Non, mais c’est une partie de moi. Je peux être extrêmement sérieux, et je peux être absolument pas sérieux. Mais Villeneuve, il est très compliqué. Ne serait-ce que par mes origines, ma naissance, mes pérégrinations : je suis né au Liban, j’ai été élevé en Irak, en Tunisie, en Libye, je suis arrivé en France à 18 ans. Et je suis beaucoup plus à l’aise quand je vais à la Forestière que dans le VIII e arrondissement, à proximité des gens de l’Elysée.

VOUS L’AVEZ PRIS COMMENT D’ÊTRE DEVENU, AVEC «LE DROIT DE SAVOIR», LE SYMBOLE DU MALENTENDU MÉDIAS/BANLIEUE ?
Pas mal, parce qu’une partie de ces jeunes issus de l’immigration m’ont tendu la main, et je les ai aidés à travers les Club Convergences (association œuvrant pour donner une image positive des personnes issues de l’immigration – NDLR). Mais ça, c’est une partie de mon activité dont je ne me vante pas.

VOUS REGRETTEZ PARFOIS D’AVOIR FAIT «LE DROIT DE SAVOIR» ?
Non, je ne regrette rien. Et je n’ai pas à me justifier. Je considère qu’on fait des choses comme on le sent. Si les gens critiquent, j’en ai rien à battre.

CHARLES VILLENEUVE À CLICHY MONTFERMEIL, ÇA N’A RIEN À VOIR AVEC VOTRE NOUVELLE FONCTION DE PRÉSIDENT DU PSG ?
Non. J’ai un autre costard, c’est un autre Villeneuve.

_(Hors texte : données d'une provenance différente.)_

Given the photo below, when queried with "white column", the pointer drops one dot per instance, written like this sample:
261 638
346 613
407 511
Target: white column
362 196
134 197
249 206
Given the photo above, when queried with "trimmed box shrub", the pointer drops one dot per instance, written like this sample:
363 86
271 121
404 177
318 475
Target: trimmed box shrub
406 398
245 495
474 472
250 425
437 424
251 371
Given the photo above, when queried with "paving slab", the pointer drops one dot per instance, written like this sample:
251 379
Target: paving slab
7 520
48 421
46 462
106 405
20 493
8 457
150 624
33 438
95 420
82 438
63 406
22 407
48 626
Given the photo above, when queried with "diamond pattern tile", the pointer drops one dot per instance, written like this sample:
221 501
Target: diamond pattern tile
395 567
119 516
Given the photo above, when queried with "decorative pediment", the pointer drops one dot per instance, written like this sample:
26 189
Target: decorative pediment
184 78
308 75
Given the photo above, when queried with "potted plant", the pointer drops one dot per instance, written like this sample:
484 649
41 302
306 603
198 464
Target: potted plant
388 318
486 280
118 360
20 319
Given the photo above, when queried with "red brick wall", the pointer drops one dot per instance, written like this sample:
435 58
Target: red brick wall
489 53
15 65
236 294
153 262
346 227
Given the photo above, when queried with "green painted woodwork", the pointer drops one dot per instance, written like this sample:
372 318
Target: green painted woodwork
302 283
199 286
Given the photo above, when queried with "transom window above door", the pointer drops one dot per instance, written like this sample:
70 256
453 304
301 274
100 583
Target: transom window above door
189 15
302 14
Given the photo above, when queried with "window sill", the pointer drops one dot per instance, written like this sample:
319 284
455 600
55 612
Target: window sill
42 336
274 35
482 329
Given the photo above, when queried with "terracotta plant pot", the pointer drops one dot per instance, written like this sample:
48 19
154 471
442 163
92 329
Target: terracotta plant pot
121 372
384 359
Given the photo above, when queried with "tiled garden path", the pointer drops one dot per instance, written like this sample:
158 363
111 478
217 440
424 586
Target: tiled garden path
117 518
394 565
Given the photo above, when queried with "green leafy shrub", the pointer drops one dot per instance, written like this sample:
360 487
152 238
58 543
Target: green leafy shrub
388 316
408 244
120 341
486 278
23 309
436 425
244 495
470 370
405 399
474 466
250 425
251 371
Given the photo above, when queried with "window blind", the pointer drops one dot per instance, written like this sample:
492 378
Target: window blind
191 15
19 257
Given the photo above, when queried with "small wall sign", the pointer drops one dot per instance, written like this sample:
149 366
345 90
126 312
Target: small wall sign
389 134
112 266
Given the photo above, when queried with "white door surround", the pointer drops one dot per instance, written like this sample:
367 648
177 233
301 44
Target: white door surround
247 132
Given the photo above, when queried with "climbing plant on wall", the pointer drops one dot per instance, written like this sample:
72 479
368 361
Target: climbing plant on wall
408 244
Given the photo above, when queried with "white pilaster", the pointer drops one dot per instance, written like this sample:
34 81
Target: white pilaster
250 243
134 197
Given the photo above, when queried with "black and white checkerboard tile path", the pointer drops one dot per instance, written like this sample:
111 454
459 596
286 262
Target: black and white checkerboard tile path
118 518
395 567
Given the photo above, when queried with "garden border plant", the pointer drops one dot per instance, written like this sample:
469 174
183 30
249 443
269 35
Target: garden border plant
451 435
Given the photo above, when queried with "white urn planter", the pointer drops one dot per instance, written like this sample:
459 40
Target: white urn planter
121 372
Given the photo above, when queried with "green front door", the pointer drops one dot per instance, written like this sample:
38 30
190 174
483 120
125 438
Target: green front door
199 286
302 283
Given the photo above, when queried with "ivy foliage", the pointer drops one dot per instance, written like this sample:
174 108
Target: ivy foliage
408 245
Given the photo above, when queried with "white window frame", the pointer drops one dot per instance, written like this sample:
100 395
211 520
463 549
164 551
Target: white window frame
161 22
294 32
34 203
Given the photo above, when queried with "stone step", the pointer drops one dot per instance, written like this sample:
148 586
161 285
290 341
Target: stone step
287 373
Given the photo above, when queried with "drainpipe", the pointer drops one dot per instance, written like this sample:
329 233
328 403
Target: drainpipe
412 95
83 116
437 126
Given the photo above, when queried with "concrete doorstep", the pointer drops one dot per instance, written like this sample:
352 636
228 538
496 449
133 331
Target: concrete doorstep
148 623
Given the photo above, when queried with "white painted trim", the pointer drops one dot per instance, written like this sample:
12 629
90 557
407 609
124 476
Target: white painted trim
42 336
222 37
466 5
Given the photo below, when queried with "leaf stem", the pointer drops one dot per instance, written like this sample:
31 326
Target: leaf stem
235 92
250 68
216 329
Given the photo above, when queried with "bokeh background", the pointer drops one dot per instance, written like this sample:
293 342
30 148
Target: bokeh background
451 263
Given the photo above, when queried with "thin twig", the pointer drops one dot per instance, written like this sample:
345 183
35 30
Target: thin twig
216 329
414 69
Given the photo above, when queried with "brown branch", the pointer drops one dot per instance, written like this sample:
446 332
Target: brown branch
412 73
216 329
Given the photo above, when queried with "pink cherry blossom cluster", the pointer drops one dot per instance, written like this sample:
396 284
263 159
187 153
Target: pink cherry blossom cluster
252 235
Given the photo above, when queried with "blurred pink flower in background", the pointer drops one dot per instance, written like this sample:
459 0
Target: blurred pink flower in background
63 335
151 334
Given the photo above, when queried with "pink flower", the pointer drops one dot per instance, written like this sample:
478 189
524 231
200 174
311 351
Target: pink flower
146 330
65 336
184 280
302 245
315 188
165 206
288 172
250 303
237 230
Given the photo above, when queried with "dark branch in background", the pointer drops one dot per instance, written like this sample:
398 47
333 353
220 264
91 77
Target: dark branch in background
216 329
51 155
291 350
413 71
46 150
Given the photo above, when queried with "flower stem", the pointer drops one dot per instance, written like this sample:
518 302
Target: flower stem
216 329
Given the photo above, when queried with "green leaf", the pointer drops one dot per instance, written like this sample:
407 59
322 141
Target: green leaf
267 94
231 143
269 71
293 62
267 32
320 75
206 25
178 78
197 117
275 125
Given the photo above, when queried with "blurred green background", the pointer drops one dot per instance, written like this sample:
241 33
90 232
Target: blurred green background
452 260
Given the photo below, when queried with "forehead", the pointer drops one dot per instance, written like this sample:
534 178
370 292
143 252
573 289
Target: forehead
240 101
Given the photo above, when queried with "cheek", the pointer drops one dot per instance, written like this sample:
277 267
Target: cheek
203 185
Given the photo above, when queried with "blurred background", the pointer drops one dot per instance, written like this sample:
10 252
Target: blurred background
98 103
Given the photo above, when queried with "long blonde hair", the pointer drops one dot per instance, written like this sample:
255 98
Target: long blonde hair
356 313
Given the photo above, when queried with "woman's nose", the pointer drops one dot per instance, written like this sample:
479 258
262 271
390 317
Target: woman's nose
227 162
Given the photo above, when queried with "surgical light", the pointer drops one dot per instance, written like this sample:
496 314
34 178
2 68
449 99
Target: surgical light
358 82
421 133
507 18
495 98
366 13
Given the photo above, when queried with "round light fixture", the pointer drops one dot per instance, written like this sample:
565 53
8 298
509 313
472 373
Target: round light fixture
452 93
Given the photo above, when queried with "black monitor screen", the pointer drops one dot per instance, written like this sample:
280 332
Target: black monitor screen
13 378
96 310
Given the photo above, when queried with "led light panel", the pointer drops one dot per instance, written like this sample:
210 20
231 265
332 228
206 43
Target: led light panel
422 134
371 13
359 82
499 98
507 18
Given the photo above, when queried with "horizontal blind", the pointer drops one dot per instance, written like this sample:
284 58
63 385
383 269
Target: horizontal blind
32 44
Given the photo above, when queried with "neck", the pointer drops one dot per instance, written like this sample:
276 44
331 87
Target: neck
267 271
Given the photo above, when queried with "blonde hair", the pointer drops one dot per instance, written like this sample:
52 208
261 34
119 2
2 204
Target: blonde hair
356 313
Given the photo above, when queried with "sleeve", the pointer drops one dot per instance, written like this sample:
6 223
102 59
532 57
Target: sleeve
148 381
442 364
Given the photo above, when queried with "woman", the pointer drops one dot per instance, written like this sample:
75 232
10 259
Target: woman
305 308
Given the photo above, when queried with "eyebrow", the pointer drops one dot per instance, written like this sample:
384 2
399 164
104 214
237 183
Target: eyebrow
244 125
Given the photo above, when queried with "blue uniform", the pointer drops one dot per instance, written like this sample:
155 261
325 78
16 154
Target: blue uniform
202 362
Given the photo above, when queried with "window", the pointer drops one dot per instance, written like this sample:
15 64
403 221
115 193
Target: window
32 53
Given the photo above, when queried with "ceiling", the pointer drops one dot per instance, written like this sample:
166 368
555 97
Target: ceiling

FINALEMENT, QU’EST-CE QUE VOUS RETIENDREZ DE CETTE EXPÉRIENCE ?
J’ai grandi au milieu des communautés arabes, juives, italiennes. Je suis revenu à mes origines, à ma jeunesse, ceux avec qui j’ai grandi. Qui continuent à faire partie de mon univers, d’être mes copains.